Create your guardrail
Amazon Bedrock Guardrails consists of a collection of different filtering policies that you can configure to help avoid undesirable and harmful content and remove or mask sensitive information for privacy protection.
You can configure the following policies in a guardrail:
Content filters — You can configure thresholds to help block input prompts or model responses in natural language for text and separately for images containing harmful content such as: hate, insults, sexual, violence, misconduct (including criminal activity), and prompt attacks (prompt injection and jailbreaks). For example, an e-commerce site can design its online assistant to avoid using inappropriate language and/or images such as hate or violence.
-
Prompt attacks — Can help you detect and filter prompt attacks and prompt injections. Helps detect prompts that are intended to bypass moderation, override instructions, or generate harmful content.
Denied topics — You can define a set of topics to avoid within your generative AI application. For example, a banking assistant application can be designed to help avoid topics related to illegal investment advice.
Word filters — You can configure a set of custom words or phrases (exact match) that you want to detect and block in the interaction between your users and generative AI applications. For example, you can detect and block profanity as well as specific custom words such as competitor names, or other offensive words.

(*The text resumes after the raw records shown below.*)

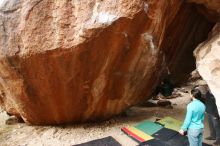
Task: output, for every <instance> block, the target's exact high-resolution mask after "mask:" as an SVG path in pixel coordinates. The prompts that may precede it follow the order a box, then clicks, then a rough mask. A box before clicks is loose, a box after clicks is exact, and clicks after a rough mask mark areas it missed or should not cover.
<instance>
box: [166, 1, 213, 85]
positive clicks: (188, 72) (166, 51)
mask: <svg viewBox="0 0 220 146" xmlns="http://www.w3.org/2000/svg"><path fill="white" fill-rule="evenodd" d="M199 8H200V6H198V5H195V4H192V5H191V6H190V7H189V6H187V7H182V8H181V9H180V11H179V12H178V14H177V15H176V18H175V19H174V21H173V22H172V23H171V24H170V25H169V27H168V29H167V31H166V33H165V37H164V38H165V39H164V40H163V42H162V48H163V49H164V54H165V57H164V58H165V62H166V69H165V74H164V76H163V77H162V82H163V81H165V82H166V81H167V80H171V82H172V83H173V84H174V85H175V86H179V85H181V84H184V83H186V82H187V81H188V79H189V77H190V74H191V73H192V72H193V71H194V70H196V59H195V56H194V51H195V49H196V48H197V47H198V45H199V44H200V43H202V42H204V41H206V40H207V39H208V36H209V33H210V32H211V30H212V29H213V27H214V26H215V24H216V23H215V22H214V21H212V20H210V19H208V18H207V16H205V15H203V14H202V13H200V12H199V10H200V9H199Z"/></svg>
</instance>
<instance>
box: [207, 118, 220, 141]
mask: <svg viewBox="0 0 220 146" xmlns="http://www.w3.org/2000/svg"><path fill="white" fill-rule="evenodd" d="M208 121H209V129H210V136H211V137H214V138H216V140H220V120H219V119H217V118H216V117H214V116H212V115H210V114H208Z"/></svg>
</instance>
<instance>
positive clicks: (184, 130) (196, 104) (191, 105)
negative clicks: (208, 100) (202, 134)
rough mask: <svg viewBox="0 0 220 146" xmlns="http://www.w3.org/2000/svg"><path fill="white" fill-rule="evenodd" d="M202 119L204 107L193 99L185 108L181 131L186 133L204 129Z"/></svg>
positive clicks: (199, 103)
mask: <svg viewBox="0 0 220 146" xmlns="http://www.w3.org/2000/svg"><path fill="white" fill-rule="evenodd" d="M204 117H205V105H204V104H203V103H202V102H201V101H199V100H197V99H193V101H192V102H191V103H189V104H188V106H187V113H186V118H185V120H184V123H183V125H182V127H181V129H182V130H183V131H187V130H188V129H202V128H204V124H203V121H204Z"/></svg>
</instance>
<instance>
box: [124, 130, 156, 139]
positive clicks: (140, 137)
mask: <svg viewBox="0 0 220 146" xmlns="http://www.w3.org/2000/svg"><path fill="white" fill-rule="evenodd" d="M122 131H123V132H125V133H126V134H128V135H129V136H131V137H132V138H134V139H135V140H136V141H138V142H144V141H148V140H150V139H153V137H151V136H150V135H148V134H146V133H144V132H142V131H140V130H138V129H137V128H135V127H124V128H122Z"/></svg>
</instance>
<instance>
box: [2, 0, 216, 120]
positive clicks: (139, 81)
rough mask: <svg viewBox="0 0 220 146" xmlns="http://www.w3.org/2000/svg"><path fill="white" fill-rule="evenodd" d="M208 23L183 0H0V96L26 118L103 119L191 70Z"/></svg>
mask: <svg viewBox="0 0 220 146" xmlns="http://www.w3.org/2000/svg"><path fill="white" fill-rule="evenodd" d="M211 27H212V24H211V23H210V22H208V21H207V20H206V19H205V18H204V17H203V16H202V15H200V14H198V13H197V11H196V10H195V7H194V6H193V5H191V4H189V3H185V2H184V1H183V0H166V1H158V0H129V1H128V0H117V1H113V0H105V1H103V0H78V1H77V0H74V1H71V0H62V1H53V0H1V1H0V91H1V94H0V103H1V105H2V107H3V108H4V109H5V110H6V111H7V112H9V113H11V114H15V115H16V116H21V117H22V118H23V119H24V120H25V122H27V123H31V124H60V123H71V122H85V121H88V120H97V119H106V118H109V117H111V116H113V115H116V114H119V113H120V112H122V111H123V110H125V109H127V108H128V107H130V106H132V105H135V104H137V103H139V102H141V101H143V100H145V98H146V97H147V96H148V95H150V94H151V91H152V89H153V88H154V87H155V85H156V84H157V82H158V81H159V80H160V79H161V78H162V77H163V76H164V74H165V73H166V72H167V71H169V72H171V73H174V74H181V72H182V73H183V72H184V73H185V72H189V71H190V70H192V69H193V64H192V63H191V60H192V59H193V57H192V56H191V59H187V58H186V54H189V52H192V51H193V49H194V48H195V46H196V45H197V44H198V43H200V42H201V41H204V40H205V38H206V35H207V33H208V32H209V30H210V29H211ZM181 58H185V61H186V62H189V63H191V65H189V66H188V67H187V65H186V62H185V63H184V62H181V63H174V62H179V60H181Z"/></svg>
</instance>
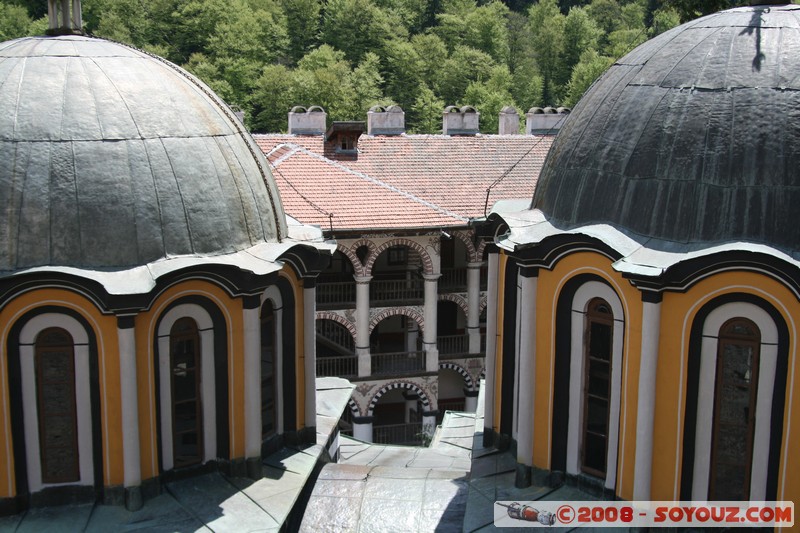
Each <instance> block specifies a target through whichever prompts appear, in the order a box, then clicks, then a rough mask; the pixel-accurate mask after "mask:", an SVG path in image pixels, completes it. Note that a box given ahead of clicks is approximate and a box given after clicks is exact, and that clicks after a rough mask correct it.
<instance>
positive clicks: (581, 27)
mask: <svg viewBox="0 0 800 533" xmlns="http://www.w3.org/2000/svg"><path fill="white" fill-rule="evenodd" d="M600 34H601V32H600V28H598V27H597V24H595V22H594V21H593V20H592V19H591V17H589V14H588V13H587V12H586V10H585V9H584V8H582V7H573V8H572V9H570V11H569V13H568V14H567V17H566V19H565V20H564V55H563V68H564V73H563V74H562V75H561V76H559V83H566V82H568V81H569V78H570V76H571V75H572V69H573V68H575V65H577V64H578V62H579V61H580V59H581V56H582V55H583V53H584V52H586V51H587V50H597V43H598V40H599V39H600Z"/></svg>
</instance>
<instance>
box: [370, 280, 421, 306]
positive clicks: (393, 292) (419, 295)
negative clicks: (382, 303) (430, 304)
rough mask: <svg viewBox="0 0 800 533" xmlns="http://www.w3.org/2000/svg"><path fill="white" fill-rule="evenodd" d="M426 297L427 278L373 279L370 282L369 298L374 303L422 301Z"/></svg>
mask: <svg viewBox="0 0 800 533" xmlns="http://www.w3.org/2000/svg"><path fill="white" fill-rule="evenodd" d="M424 297H425V280H422V279H419V278H411V279H379V280H375V279H373V280H372V281H371V282H370V283H369V299H370V302H372V303H389V302H398V303H409V302H413V301H419V302H421V301H422V300H423V299H424Z"/></svg>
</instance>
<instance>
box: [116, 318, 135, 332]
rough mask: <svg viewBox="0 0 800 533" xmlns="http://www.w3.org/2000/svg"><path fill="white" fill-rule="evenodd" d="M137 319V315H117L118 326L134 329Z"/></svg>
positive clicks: (118, 326)
mask: <svg viewBox="0 0 800 533" xmlns="http://www.w3.org/2000/svg"><path fill="white" fill-rule="evenodd" d="M135 320H136V316H135V315H117V328H119V329H133V328H134V327H135V325H136V323H135Z"/></svg>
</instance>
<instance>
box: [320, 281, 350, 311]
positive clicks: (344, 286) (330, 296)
mask: <svg viewBox="0 0 800 533" xmlns="http://www.w3.org/2000/svg"><path fill="white" fill-rule="evenodd" d="M355 306H356V282H355V281H353V280H351V281H328V282H324V283H318V284H317V309H351V308H355Z"/></svg>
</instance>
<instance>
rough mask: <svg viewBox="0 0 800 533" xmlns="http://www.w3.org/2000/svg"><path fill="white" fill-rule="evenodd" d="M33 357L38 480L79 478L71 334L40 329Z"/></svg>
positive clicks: (49, 482) (50, 482)
mask: <svg viewBox="0 0 800 533" xmlns="http://www.w3.org/2000/svg"><path fill="white" fill-rule="evenodd" d="M35 359H36V360H35V367H36V407H37V409H38V412H39V453H40V457H41V465H42V466H41V468H42V483H72V482H76V481H80V478H81V476H80V463H79V452H78V417H77V409H76V405H75V347H74V342H73V340H72V336H71V335H70V334H69V333H68V332H67V331H65V330H63V329H61V328H48V329H45V330H43V331H42V332H41V333H39V335H37V337H36V345H35Z"/></svg>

Sensitive information filters — Can help you detect sensitive content such as Personally Identifiable Information (PII) in standard formats or custom regex entities in user inputs and FM responses. Based on the use case, you can reject inputs containing sensitive information or redact them in FM responses. For example, you can redact users’ personal information while generating summaries from customer and agent conversation transcripts.
Contextual grounding check — Can help you detect and filter hallucinations in model responses if they are not grounded (factually inaccurate or add new information) in the source information or are irrelevant to the user’s query. For example, you can block or flag responses in RAG applications (retrieval-augmented generation), if the model responses deviate from the information in the retrieved passages or doesn’t answer the question by the user.
Note
All blocked content from the above policies will appear as plain text in Amazon Bedrock Model Invocation Logs, if you have enabled them. You can disable Amazon Bedrock Invocation Logs if you do not want your blocked content to appear as plain text in the logs.
A guardrail must contain at least one filter and messaging for when prompts and user responses are blocked. You can opt to use the default messaging. You can add filters and iterate on your guardrail later by following the steps at Modify your guardrail.